Con richiami di rigetto della democrazia liberale: il primo discorso del neo sindaco-morale è quello di Pericle che esalta la democrazia degli antichi, quella della rappresentanza diretta, senza delega.

Coletta non contesta la Destra di Governo per la sua idea di città, ma per la morale dei suoi uomini. Accettando, di fatto il modello nostalgico proposto. Non a caso un intellettuale come Francesco Tetro è assessore alla cultura di Ajmone Finestra e diventa responsabile del Museo Cambellotti con Coletta. Una continuità culturale evidente e indifferente, perchè la differenza non era culturale ma morale.

Non è un caso che proprio da Cambellotti riparta la ricostruzione (si fa per dire) museale della città a teatro chiuso, a biblioteca chiusa, entrambe conquiste democristiane. Il Museo Cambellotti è nato nel 2005 amministrazione Vincenzo Zaccheo.

Non a caso la voce narrante del nuovo museo è quella di Antonio Pennacchi autore di Canale Mussolini. Se il discrimine era “morale” e non “politico” basta salvare l’impianto nostalgico dai nostalgici e tutto torna.

Oggi la sinistra non deve cercare un sindaco, ma deve trovare la sua alternativa protagonista e non subalterna a questa storia. Un nodo che riguarda tutti da Coletta al Pd se la sfida è far tornare Latina nel novero ddelle città contemporanee e non nell’isolamento della “vendetta sulla storia” della destra.

La sinistra, poi, si vergogna della sua storia e la omette: quanti convegni sono stati fatti sugli scioperi alla rovescia? Quanti hanno rivendicato l’occupazione delle terre? Se Cambellotti è osannato chi ha accennato a intellettuali come Giuseppe De Santis? E quanti convegni su Pietro Ingrao? Quanti incontri sui sindaci riformisti dei Lepini?

Facciamola semplice: la politica musicale di Latina è il recupero di un edificio di fondazione o il bisogno di far crescere la formazione musicale esaltando il conservatorio e il campus che la fanno?
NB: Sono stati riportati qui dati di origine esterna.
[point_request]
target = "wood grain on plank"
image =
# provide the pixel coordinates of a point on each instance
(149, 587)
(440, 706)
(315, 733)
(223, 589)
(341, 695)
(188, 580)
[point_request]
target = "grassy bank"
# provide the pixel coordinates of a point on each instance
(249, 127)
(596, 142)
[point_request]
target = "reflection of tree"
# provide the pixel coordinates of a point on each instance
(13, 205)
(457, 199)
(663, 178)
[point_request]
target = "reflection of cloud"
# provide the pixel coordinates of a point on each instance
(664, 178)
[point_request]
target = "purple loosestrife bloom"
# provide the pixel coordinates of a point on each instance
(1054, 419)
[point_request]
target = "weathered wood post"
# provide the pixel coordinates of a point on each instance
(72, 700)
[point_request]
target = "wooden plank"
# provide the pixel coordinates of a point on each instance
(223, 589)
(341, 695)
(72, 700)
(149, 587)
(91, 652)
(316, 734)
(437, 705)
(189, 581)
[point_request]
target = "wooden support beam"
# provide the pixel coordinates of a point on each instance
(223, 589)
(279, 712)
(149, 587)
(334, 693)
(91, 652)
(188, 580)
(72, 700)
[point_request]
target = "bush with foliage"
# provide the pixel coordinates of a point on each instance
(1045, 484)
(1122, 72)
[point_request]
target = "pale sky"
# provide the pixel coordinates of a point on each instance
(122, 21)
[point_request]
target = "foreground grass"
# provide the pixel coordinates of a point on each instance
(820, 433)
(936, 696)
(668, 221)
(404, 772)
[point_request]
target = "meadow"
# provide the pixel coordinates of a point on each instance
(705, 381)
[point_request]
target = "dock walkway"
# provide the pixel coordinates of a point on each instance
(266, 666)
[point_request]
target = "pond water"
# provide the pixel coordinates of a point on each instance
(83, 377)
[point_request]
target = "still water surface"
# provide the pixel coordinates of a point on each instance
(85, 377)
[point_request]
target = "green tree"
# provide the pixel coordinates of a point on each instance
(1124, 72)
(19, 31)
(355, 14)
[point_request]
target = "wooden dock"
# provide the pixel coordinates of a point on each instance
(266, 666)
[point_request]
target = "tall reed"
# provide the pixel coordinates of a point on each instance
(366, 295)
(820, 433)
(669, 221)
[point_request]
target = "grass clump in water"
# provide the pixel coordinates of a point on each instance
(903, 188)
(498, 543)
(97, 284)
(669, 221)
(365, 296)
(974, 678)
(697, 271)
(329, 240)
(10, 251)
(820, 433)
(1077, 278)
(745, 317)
Il nostalgismo ho bisogni immobiliari, la sinistra dovrebbe avere bisogni umani. Del resto la mania immobiliare della destra nel feticcio dei muri ha partorito un incredibile e inutilizzato patrimonio di edifici al Comune di Latina manco fosse la Gabetti

Latina nel nostalgismo bonificardo è sola, nell’apertura alla storia contemporanea sarebbe capitale ma per esserlo deve mettersi in dialettica con le radici che non vuole condannandosi al nanismo culturale e politico.

La sinistra se esce da questa subalternità riuscirà a essere pezzo di città o sarà condannata alla indifferenza inutile e per farlo ha bisogno di non escludere ma di includere, va dato atto a Coletta di averci provato togliendo il nome artatamente imposto dalla destra ai giardinetti, ma era togliere la maschera a Carnevale.

La destra ha fatto il suo, qui quel che manca è la sinistra.